The country is also assured of two gold medals in basketball after the men’s and women’s squads beat Malaysia, 87-44, and Singapore, 88-61, respectively, to move within one more win of retaining the crowns.

The country’s worst finish since it started participating in the biennial games in 1977 in Malaysia was seventh in the 2013 games in Myanmar where Filipino athletes had a dismal haul of 29 gold, 34 silver and 37 medals.

The country also finished sixth overall four times—in the 2007 Thailand, 2011 Indonesia, 2015 Singapore and 2017 Malaysia Games—and fifth in the 1989 Kuala Lumpur, 1999 Brunei, 2001 Kuala Lumpur and 2009 Laos Games.

Huey and Gonzales delivered the first gold medal for the day, beating fellow Pinoys Jeson Patrombon and Francis Casey Alcantara 6-1, 6-4 in a rematch of their finals duel in 2019.

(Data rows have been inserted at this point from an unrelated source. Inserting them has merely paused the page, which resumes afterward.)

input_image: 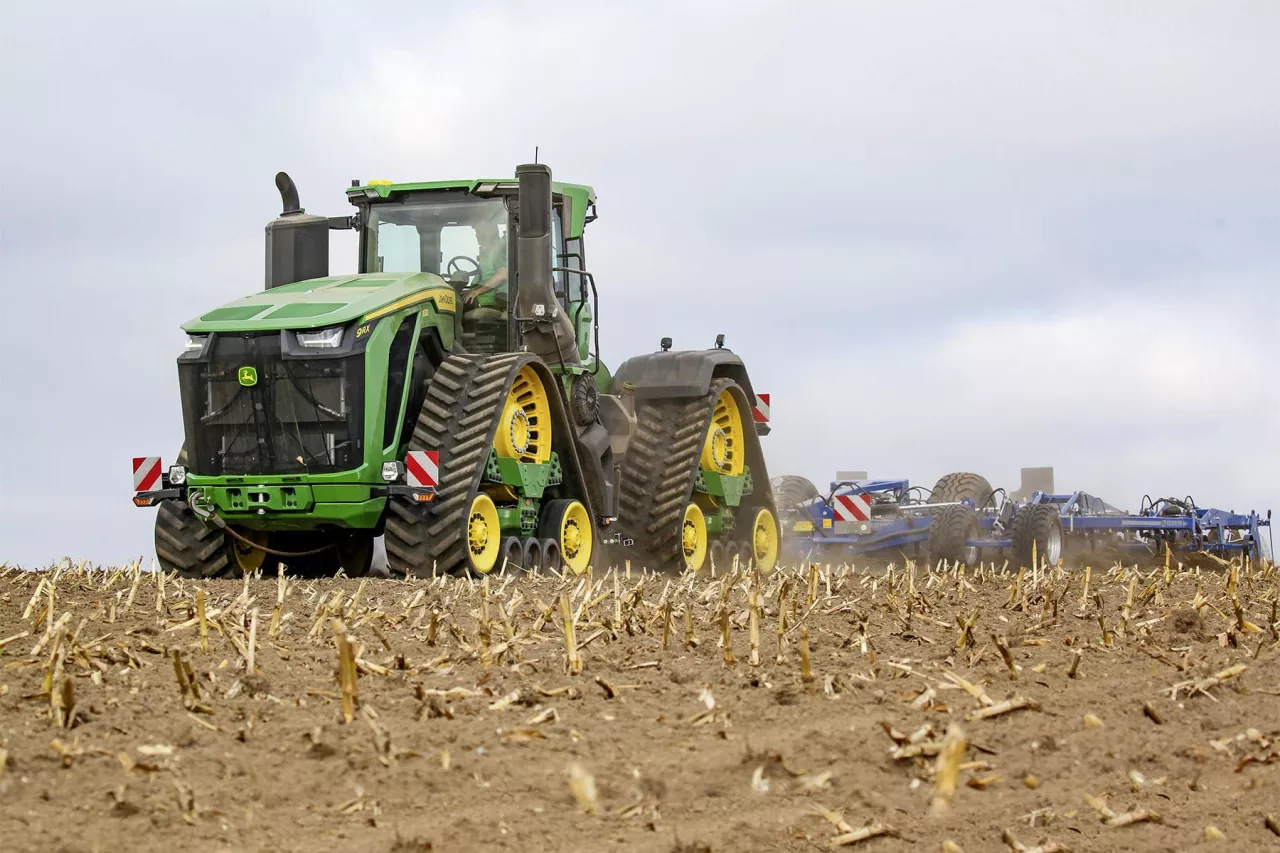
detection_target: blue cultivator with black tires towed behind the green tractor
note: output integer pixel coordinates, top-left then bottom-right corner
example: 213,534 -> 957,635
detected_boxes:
778,469 -> 1275,565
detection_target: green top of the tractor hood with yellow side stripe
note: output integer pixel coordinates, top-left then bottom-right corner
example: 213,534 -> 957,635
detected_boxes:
182,273 -> 457,334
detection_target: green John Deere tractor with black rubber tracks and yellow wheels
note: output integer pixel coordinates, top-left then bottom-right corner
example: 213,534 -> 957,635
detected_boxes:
133,164 -> 778,578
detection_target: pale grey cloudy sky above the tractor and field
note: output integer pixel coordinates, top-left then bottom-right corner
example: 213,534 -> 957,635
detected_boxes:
0,0 -> 1280,566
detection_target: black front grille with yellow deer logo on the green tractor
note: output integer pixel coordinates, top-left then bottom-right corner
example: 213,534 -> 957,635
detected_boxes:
178,332 -> 365,476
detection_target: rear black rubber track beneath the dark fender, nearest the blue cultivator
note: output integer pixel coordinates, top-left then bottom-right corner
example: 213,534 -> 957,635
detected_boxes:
618,379 -> 773,570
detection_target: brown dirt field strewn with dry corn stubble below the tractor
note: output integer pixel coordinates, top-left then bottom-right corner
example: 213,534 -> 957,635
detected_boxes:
0,565 -> 1280,853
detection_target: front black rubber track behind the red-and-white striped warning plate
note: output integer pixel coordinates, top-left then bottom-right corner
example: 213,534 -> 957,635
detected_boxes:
384,352 -> 593,576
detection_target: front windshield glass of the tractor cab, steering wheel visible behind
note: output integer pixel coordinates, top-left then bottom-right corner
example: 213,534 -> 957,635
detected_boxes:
365,192 -> 507,280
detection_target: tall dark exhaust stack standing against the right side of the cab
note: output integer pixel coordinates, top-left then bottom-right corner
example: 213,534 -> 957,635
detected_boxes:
516,163 -> 581,365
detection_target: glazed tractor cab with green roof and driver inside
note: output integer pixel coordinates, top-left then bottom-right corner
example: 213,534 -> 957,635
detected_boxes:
347,181 -> 595,362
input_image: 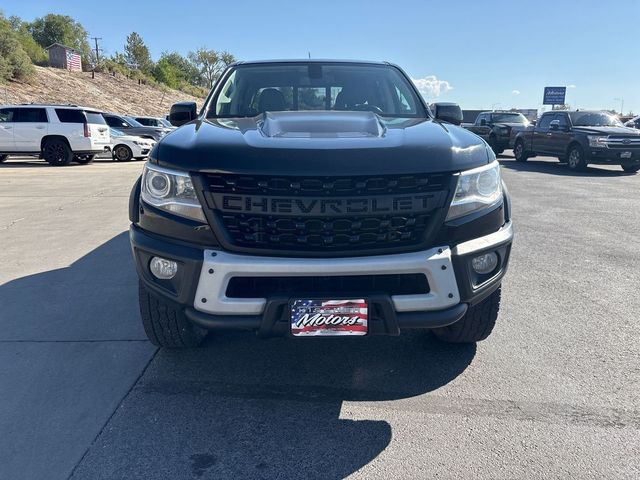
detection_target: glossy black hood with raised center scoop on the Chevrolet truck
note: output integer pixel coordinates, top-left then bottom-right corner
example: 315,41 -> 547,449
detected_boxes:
151,111 -> 493,175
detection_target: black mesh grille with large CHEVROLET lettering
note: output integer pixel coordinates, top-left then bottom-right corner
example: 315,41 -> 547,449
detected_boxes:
201,174 -> 452,256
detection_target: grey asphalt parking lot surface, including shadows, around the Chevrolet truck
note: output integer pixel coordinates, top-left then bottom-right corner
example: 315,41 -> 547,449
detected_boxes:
0,156 -> 640,480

The golden win was the first for the tennis contingent here, along with the silver of Patrombon and Alcantara and bronze medals from Alex Eala in women’s singles,  

It was the first gold medal of the Filipinos in tennis in these games, to go with the silver of Patrombon and Alcantara and four bronze medals courtesy of Alex Eala in women’s singles, mixed doubles (Huey and Eala), men’s (Huey, Patrombon and Eric Olivarez Jr.) and women’s team (Eala, Marian Jade Capadocia, Shaira Hope Rivera, and Jenaila Rose Prulla) event. Billiards followed suit, with Amit beating Chezka Centeo 7-5 and Biado prevailing over Johann Chua 9-3.